Marketing Restrictions. Section 4.5 also prohibits investment companies from marketing themselves as a vehicle for trading in commodity futures, commodity options, or swaps markets. In response to commenters’ requests, the final rule provides guidance on the factors the agency will consider as indicative of prohibited marketing. Those factors are: (1) the fund’s name; (2) whether the fund’s primary investment objective is tied to a commodity index; (3) whether the fund makes use of a controlled foreign corporation for its derivatives trading; (4) whether the fund’s marketing materials, including its prospectus or disclosure document, refer to the benefits of the use of derivatives in a portfolio or make comparisons to a derivatives index; (5) whether, during the course of its normal trading activities, the fund or entity on its behalf has a net short speculative exposure to any commodity through a direct or indirect investment in other derivatives; (6) whether the futures/options/swaps transactions engaged in by the fund or on behalf of the fund will directly or indirectly be its primary source of potential gains and losses; and (7) whether the fund is explicitly offering a managed futures strategy.

Controlled Foreign Corporations. The CFTC believes that registered investment companies invest up to 25 percent of their assets in controlled foreign corporations (“CFCs”), which then engage in actively managed derivatives strategies. The CFTC does not oppose the continued use of CFCs by registered investment companies, but wants them to be subject to regulation. Therefore, CFCs will be required to have their CPOs register with the CFTC unless they may claim exemption or exclusion on their own merits.

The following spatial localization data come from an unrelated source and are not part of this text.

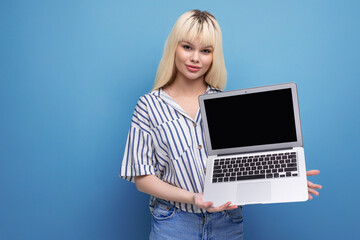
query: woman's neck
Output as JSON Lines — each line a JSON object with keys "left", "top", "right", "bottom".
{"left": 166, "top": 75, "right": 208, "bottom": 98}
{"left": 163, "top": 76, "right": 207, "bottom": 120}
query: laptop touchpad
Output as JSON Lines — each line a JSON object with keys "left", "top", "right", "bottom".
{"left": 236, "top": 182, "right": 271, "bottom": 203}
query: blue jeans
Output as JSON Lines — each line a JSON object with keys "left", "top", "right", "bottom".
{"left": 149, "top": 199, "right": 244, "bottom": 240}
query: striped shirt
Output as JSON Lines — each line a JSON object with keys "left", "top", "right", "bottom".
{"left": 119, "top": 85, "right": 221, "bottom": 213}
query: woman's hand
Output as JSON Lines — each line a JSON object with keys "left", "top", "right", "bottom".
{"left": 193, "top": 193, "right": 238, "bottom": 212}
{"left": 306, "top": 170, "right": 322, "bottom": 200}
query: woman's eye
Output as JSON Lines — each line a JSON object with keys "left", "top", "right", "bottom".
{"left": 202, "top": 49, "right": 212, "bottom": 54}
{"left": 183, "top": 45, "right": 191, "bottom": 50}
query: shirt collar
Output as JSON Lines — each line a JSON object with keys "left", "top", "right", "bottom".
{"left": 205, "top": 85, "right": 222, "bottom": 94}
{"left": 150, "top": 85, "right": 222, "bottom": 121}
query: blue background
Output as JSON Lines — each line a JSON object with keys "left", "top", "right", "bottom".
{"left": 1, "top": 0, "right": 359, "bottom": 239}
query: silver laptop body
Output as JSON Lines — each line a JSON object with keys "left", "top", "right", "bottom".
{"left": 199, "top": 83, "right": 308, "bottom": 206}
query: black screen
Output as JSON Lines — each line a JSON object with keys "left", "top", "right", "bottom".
{"left": 204, "top": 88, "right": 297, "bottom": 150}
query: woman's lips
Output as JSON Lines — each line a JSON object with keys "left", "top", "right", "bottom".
{"left": 186, "top": 65, "right": 201, "bottom": 72}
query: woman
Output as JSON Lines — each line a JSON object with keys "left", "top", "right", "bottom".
{"left": 120, "top": 10, "right": 322, "bottom": 240}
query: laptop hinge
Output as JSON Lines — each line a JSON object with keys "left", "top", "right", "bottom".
{"left": 217, "top": 147, "right": 295, "bottom": 156}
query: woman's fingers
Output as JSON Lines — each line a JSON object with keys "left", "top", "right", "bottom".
{"left": 307, "top": 178, "right": 322, "bottom": 200}
{"left": 308, "top": 180, "right": 322, "bottom": 189}
{"left": 207, "top": 201, "right": 231, "bottom": 212}
{"left": 225, "top": 204, "right": 239, "bottom": 210}
{"left": 306, "top": 170, "right": 322, "bottom": 200}
{"left": 207, "top": 202, "right": 238, "bottom": 212}
{"left": 308, "top": 187, "right": 319, "bottom": 196}
{"left": 306, "top": 169, "right": 320, "bottom": 176}
{"left": 308, "top": 194, "right": 313, "bottom": 200}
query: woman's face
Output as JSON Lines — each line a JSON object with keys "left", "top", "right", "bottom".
{"left": 174, "top": 39, "right": 213, "bottom": 83}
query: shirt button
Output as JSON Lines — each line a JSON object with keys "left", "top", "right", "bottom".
{"left": 198, "top": 145, "right": 202, "bottom": 150}
{"left": 204, "top": 168, "right": 206, "bottom": 173}
{"left": 193, "top": 122, "right": 197, "bottom": 127}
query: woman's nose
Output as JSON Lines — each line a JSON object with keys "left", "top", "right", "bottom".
{"left": 190, "top": 51, "right": 199, "bottom": 63}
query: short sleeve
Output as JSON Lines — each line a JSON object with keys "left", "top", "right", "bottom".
{"left": 119, "top": 97, "right": 156, "bottom": 183}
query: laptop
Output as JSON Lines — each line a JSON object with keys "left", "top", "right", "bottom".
{"left": 199, "top": 82, "right": 308, "bottom": 206}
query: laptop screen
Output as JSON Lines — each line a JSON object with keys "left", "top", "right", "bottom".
{"left": 203, "top": 88, "right": 297, "bottom": 150}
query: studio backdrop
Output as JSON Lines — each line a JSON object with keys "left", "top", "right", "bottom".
{"left": 1, "top": 0, "right": 359, "bottom": 239}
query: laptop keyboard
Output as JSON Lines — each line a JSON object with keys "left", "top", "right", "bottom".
{"left": 212, "top": 152, "right": 298, "bottom": 183}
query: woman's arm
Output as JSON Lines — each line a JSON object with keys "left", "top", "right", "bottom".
{"left": 134, "top": 175, "right": 195, "bottom": 204}
{"left": 134, "top": 175, "right": 238, "bottom": 212}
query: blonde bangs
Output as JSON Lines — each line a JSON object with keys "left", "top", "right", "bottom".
{"left": 177, "top": 18, "right": 217, "bottom": 48}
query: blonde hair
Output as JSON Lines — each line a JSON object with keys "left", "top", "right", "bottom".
{"left": 153, "top": 10, "right": 227, "bottom": 90}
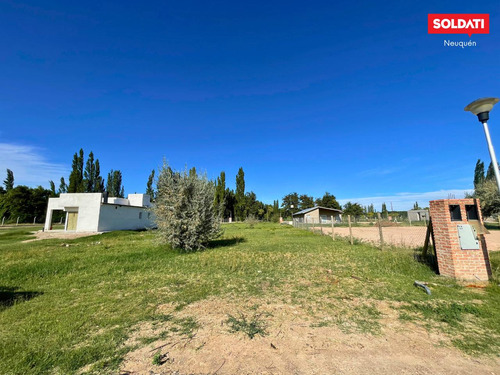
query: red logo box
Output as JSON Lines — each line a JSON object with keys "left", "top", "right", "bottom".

Compliance. Compliance with the amendments to Section 4.5 for purposes of registration only will occur on the later of either December 31, 2012, or within 60-days following the adoption of final rules defining the term “swap,” and establishing margin requirements for such instruments. Entities required to register due to the amendments to Section 4.5 shall be subject to the CFTC’s recordkeeping, reporting, and disclosure requirements set forth in part 4 within 60 days following the effectiveness of a final rule implementing the CFTC’s proposed harmonization effort.

Harmonization. Recognizing that requiring investment companies to register as CPOs may lead to duplicative or inconsistent regulatory requirements, the CFTC separately proposed rules meant to harmonize a registered investment company’s SEC and CFTC compliance obligations. It published for comment exemptive provisions that would be available to advisers of registered investment companies who are required to register as CPOs. The exemptive provisions relate to (1) the delivery of disclosure documents and periodic reports; (2) the cycle for updating disclosure documents; (3) the timing of financial reporting to participants; and (4) the SEC-permitted use of a summary prospectus of open-ended registered investment companies. Comments should be submitted within 60 days after publication in the Federal Register, which is expected during the week of February 20.